To make matters perfect, Tracy is treating herself to her favorite Swiss beverage: Rivella. It will be her "highest altitude" beverage consumed in Switzerland so far - to the view of one of the most famous peaks nonetheless. (There are some things you simply can't make up.)
We are ready for some hiking so we head down to Rotenboden:
And finally, a quick refresher for hikers: watch your trails!
In case you have never seen all types of Swiss hiking trails, they come in three colors:
- plain yellow for generally accessible hiking trails anyone can use;
- white-red-white for tougher ones (such as the bit from Gornergrat to Rotenboden);
- white-blue-white for true mountaineers (professional equipment is required.)

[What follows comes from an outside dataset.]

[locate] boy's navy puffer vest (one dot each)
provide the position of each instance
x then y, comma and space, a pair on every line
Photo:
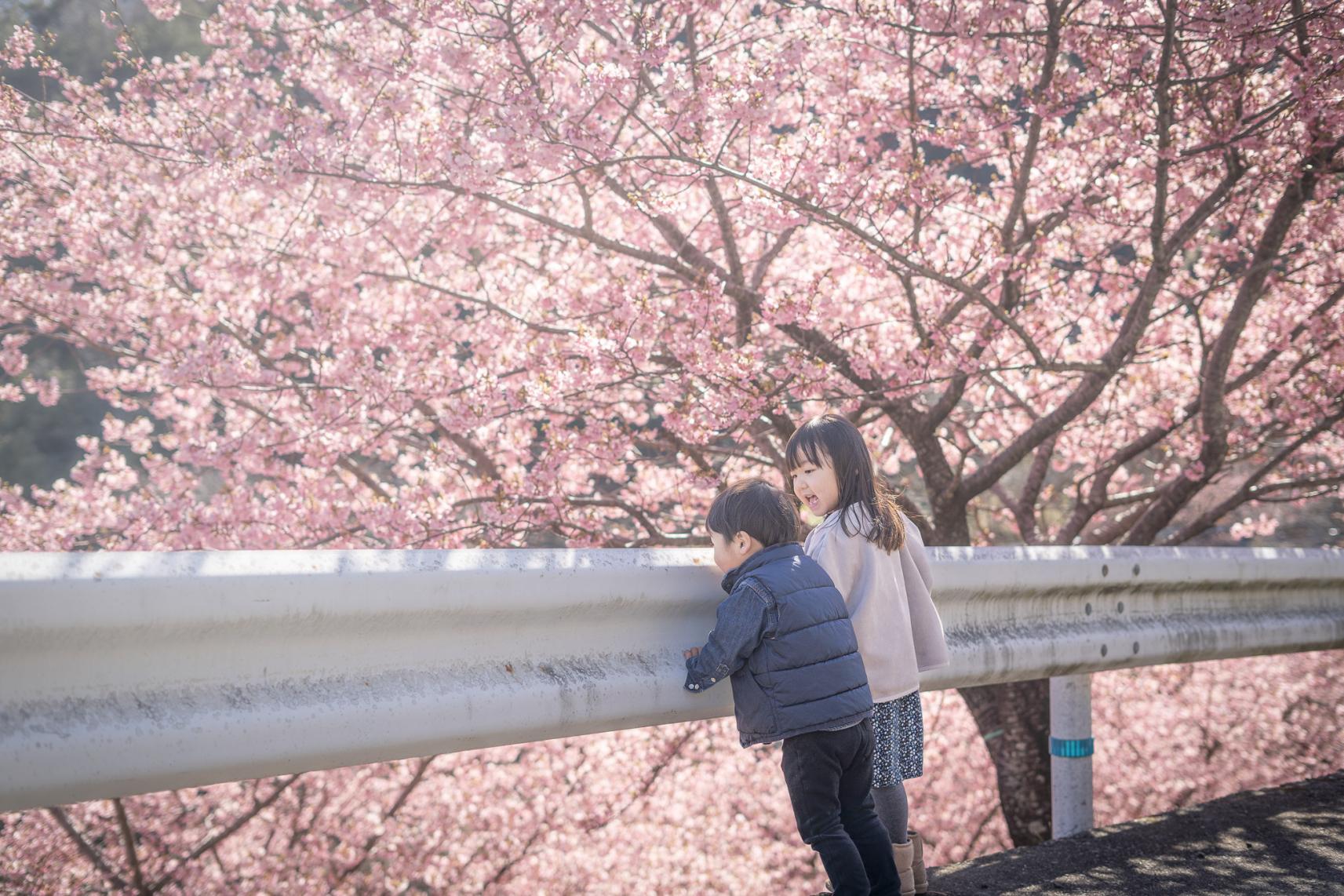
805, 676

After many years of hiking Switerland's trails, my legs have grown to the sturdy kind they are now. But for the uninitiated, here is some advice:
- On white-red-white trails, where you see the trail markings (marked on stones), make a point of following them. Also, if you know in advance that you will be using them, make sure your shoes are ready for the challenge. Those intended for city streets might not be the best idea.
- Make a point of taking breaks when you need them. Stay alert, hydrated, and in a state ready to climb. If you cannot continue anymore, stop and return if needed. But beware: the way back downhill can be equally challenging! If you find fellow hikers pick a route, stick to the same way. Especially if this is your first "red/white trail"...
- A little Grüezi to other hikers, especially in German-speaking Switzerland, can hardly ever go wrong. These greetings can make you feel a lot more “Swiss"!
- I know, we are all used to getting hooked on our mobile phones. Resist the urge because safety comes first on these tricky trails.
Don't miss that last train!
Our rented flat is in Zürich, so we have to be out of Zermatt by about 7:15 PM. This is also when it starts getting dark. By all means, enjoy Zermatt and the Matterhorn. But unless you are planning on spending the night in this alpine resort or have a car parked in Täsch, make a note of the last train out...
So, there you have it: a beautiful day trip from Zürich to Zermatt with all the toppings!